Going into the second half of 2014, office rental around Asia continues on the up and up, though analysts are cautious about the effect of the slowing Chinese economy on the rest of the region, according to a recent report.
On the back of rising economic sentiment and tightening supply, prime markets in Hong Kong, Singapore, Tokyo and Bangkok saw solid rental growth in both price and volume, according to the Q2 Asia Pacific Prime Office Rental Index by Knight Frank.
- Leading the region was Phnom Penh, which recorded the greatest quarter-on-quarter rent growth of 18.6 percent.
- Singapore entered into its 4th consecutive quarter of rental growth, due to strong leasing demand (with numerous large rental transactions) and a limited availability of office space in the central business district. The land-strapped island is expected to see a further 10 percent rental growth by the end of the year.

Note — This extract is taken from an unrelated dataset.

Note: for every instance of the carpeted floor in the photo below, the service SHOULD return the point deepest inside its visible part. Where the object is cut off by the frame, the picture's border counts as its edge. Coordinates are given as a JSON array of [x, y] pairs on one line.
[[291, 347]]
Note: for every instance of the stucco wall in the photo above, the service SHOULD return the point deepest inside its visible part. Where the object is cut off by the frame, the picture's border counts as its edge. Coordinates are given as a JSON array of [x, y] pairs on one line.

- Hong Kong, the most expensive city in the region for office rental, saw moderate 2.9 percent quarter-on-quarter price growth as optimism in the financial services sector improves with the recent announcement of the trade link-up of the Hong Kong and Shanghai Stock Exchanges.
- In Bangkok, despite the largest addition of new office space in ten quarters, net absorption rate rose by 24.3 percent from last quarter and vacancy rates continued to fall.
- In India, real estate sentiment is high following the election of Prime Minister Modi, with more than 75 percent of developers who believe that leasing volumes will surge by the end of the year, according to Knight Frank’s Q2 2014 Real Estate Sentiment Index.
- The market in China’s leading cities, however, did not fare as well – A surge in new supply depressed rents in Shanghai, while the economic slowdown continued to affect Beijing’s market.
Overall, although 16 out of 20 markets across Asia are expected to see constant or increased rent in the remainder of the year, everything hinges on performance in the Chinese market, the highest risk factor in the region, Knight Frank analysts reported.
Meanwhile, global investors have been putting their money into office spaces around Asia, according to a report from Cushman and Wakefield. In the second quarter of 2014, investors bought a recordUS$6.16 billion worth of office space in the region, more than doubling the amount they spent in the same quarter last year, the Wall Street Journal reports.
South Korea, Australia and China were especially popular investment destinations, with foreign investors accounting for almost 70 percent of purchases in South Korea in the second quarter. The surge in funding inflow comes as low interest rates in the U.S., Europe and Japan are pushing investors to seek higher returns elsewhere.